Like you said, a predicate type is
covariant in the type of its output arguments. It seems however that by the semantics "
a predicate which given any subtype Dom of integer returns a value in that type" of
where Dom supports integer, predicate
qA is treated
contravariant in the
Dom output argument.
The result of contravariance in an output argument is that bounded polymorphism is not applicable to output parameters at all. I have tried all (below three) cases to apply it to object output arguments, but the compiler refuses them all:
Code: Select all
interface superType
end interface superType
class superType : superType
end class superType
implement superType
end implement superType
%===
interface subType supports superType
end interface subType
class subType : subType
end class subType
implement subType
end implement subType
%===
implement main
class predicates
oA : (Type O [out])
where Type supports superType.
clauses
oA(O) :-
O = subType::new(). % super/sub
%---
class predicates
oB : (Type O [out])
where Type supports subType.
clauses
oB(O) :-
O = superType::new(). % sub/super
%---
class predicates
oC : (Type O [out])
where Type supports superType.
clauses
oC(O) :-
O = superType::new(). % super/super
Hence my conclusion is: With the current semantics (the one you stated)
p from my initial examples is the bug, while the errors in
p1 and
p2 are correct.

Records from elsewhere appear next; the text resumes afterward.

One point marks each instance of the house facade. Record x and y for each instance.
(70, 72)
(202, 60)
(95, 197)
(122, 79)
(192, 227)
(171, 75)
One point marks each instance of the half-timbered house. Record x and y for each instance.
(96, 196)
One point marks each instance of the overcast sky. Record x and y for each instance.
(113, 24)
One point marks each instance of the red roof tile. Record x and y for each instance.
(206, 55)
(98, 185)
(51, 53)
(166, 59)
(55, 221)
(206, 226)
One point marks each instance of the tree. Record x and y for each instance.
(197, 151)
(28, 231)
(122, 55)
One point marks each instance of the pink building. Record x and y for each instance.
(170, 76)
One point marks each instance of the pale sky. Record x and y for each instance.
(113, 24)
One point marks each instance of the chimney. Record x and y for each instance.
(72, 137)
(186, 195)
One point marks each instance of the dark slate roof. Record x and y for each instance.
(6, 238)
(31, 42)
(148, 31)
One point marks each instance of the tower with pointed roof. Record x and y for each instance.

But the semantics should be changed, so that bounded polymorphism can also be used on output parameters.
Re: Bounded polymorphism problem
Posted: 30 May 2019 13:52
by Martin Meyer
I said "
The result of contravariance in an output argument is that bounded polymorphism is not applicable to output parameters at all." But now I realized, that is wrong because it works this way:
Code: Select all
class predicates
pInOut : (Dom, Dom [out])
where Dom supports integer.
clauses
pInOut(X, X).
Thus my above conclusion is not correct either. Indeed the current semantics is sensible also for output parameters.
Even in the
p example the compiler is not doing very wrong. Because the type mismatch will be detected at runtime:
Code: Select all
class predicates
p : () -> Dom
where Dom supports integer.
clauses
p() = 1 + 0.
domains
dom = integer [2..10].
clauses
run() :-
hasDomain(dom, X),
X = p(), % raises runtime error: The value '1' is not in range [2 .. 10] of the domain 'main::dom'
stdIO::write(X).
So, my new conclusion is: Bounded polymorphism is working fine, thank you for patience and support!